More than a quarter of kinship care families live in poverty, and kinship care receives considerably less state funding than foster care, Doggett said.

For the past 15 years, the cooperative extension in Fayette County has tried to provide support for kinship care givers through the Grandparents As Parents (GAP) Conference. 

The conference is designed to connect caregivers with the resources and supports they need to overcome the obstacles that their families face.

For $5 per person, the grandparents can attend classes on disciplining children, helping respond to anxiety and other issues, including navigating the complicated process of adoption.

“Every year the Lexington Bar sends about 15 attorneys to give legal counsel to grandparents who may not be able to afford it,” Doggett said.

This year, district administrators and counsellors are hoping to help send some Clark County residents to the GAP Conference, including possibly offering transportation in a district vehicle to those who may face challenges traveling.

The district also wants to create an ongoing program to support kinship care givers in Clark County. 

Doggett said the grandparents often see the school system as a trusted resource, but at the same time they are so far removed from the district that they have trouble interacting with it.

“They’re just very, very reluctant,” she said.

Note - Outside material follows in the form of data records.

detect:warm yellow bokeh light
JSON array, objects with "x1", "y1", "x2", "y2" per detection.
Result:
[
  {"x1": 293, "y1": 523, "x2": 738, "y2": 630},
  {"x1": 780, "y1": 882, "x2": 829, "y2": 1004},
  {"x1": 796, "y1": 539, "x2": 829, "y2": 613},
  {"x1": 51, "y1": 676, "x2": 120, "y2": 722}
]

Discussion has begun among district officials on hosting a meeting once a month to provide support, and educational speakers who can advise and assist with any challenges the families are facing.

Discussion was also started Wednesday on creating a network of school counsellors who can help each other when necessary on special cases, as well as share information about events and resources across the district to grandparents and other caregivers.

The goal for district officials to finish organizing the new program has been tentatively planned for the spring.